Most tools have highly specific purposes (e.g., crispr_grna_design vs base_editing_design vs prime_editing_design). However, there is some overlap in sequence analysis tools (characterize_sequence, sequence_report) and plasmid annotation tools (plasmid_annotate vs plasmid_deep_annotate) which could cause confusion.

Naming Consistency3/5

The naming pattern is largely consistent with snake_case verb_noun or noun_descriptor (e.g., primer_design, plasmid_annotate, fastq_trim).

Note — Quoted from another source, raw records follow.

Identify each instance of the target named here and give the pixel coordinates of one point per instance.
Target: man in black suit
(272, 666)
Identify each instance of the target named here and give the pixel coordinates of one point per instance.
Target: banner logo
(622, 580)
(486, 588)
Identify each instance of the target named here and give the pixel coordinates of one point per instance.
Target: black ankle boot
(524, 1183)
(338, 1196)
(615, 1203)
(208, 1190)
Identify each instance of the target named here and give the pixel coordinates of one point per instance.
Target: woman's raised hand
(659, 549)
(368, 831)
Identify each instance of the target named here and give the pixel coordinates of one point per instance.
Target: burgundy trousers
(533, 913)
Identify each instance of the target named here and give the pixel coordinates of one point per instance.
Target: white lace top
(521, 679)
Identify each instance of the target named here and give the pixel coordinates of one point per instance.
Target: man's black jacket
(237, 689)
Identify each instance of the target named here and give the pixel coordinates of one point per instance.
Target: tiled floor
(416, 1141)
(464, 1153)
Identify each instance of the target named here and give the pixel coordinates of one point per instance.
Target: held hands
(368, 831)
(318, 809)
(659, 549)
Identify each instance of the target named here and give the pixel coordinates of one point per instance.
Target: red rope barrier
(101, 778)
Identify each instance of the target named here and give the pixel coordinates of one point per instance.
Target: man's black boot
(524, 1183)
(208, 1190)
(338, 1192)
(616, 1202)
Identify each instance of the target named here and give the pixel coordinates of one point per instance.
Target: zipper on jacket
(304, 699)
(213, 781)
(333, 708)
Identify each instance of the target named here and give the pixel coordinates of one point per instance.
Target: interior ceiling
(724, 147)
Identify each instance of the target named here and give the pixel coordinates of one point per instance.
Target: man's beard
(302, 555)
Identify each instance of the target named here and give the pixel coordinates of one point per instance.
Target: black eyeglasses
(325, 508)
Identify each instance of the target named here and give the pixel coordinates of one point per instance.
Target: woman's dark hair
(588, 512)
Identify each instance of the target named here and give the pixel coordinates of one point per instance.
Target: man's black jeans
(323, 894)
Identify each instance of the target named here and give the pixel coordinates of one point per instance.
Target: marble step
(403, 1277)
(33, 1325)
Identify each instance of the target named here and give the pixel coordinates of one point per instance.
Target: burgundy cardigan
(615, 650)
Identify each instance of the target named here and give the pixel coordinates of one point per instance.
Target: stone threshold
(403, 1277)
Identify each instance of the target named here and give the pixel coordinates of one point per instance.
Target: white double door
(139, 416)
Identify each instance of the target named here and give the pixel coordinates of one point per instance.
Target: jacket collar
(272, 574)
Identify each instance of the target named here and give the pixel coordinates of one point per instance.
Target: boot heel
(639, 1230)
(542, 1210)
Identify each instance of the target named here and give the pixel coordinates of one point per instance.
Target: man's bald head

However, there are exceptions like 'batch', 'workflow', 'gc_content', and 'cloning_diagnose' which don't follow the verb_noun pattern consistently. Also, some names are phrases like 'golden_gate_from_parts'.

Tool Count2/5

With 101 tools, this server is extremely large and likely overwhelming for agents. Even for a comprehensive bioinformatics toolkit, this exceeds a manageable scope, risking agent confusion and inefficient tool selection. A more modular approach would be advisable.

Completeness4/5

The tool surface covers a wide range of bioinformatics workflows including sequence analysis, primer design, cloning, CRISPR, NGS, expression analysis, and data export. There are minor gaps such as lack of a dedicated protein structure prediction tool and limited off-target genome coverage, but overall the set is impressively complete for its domain.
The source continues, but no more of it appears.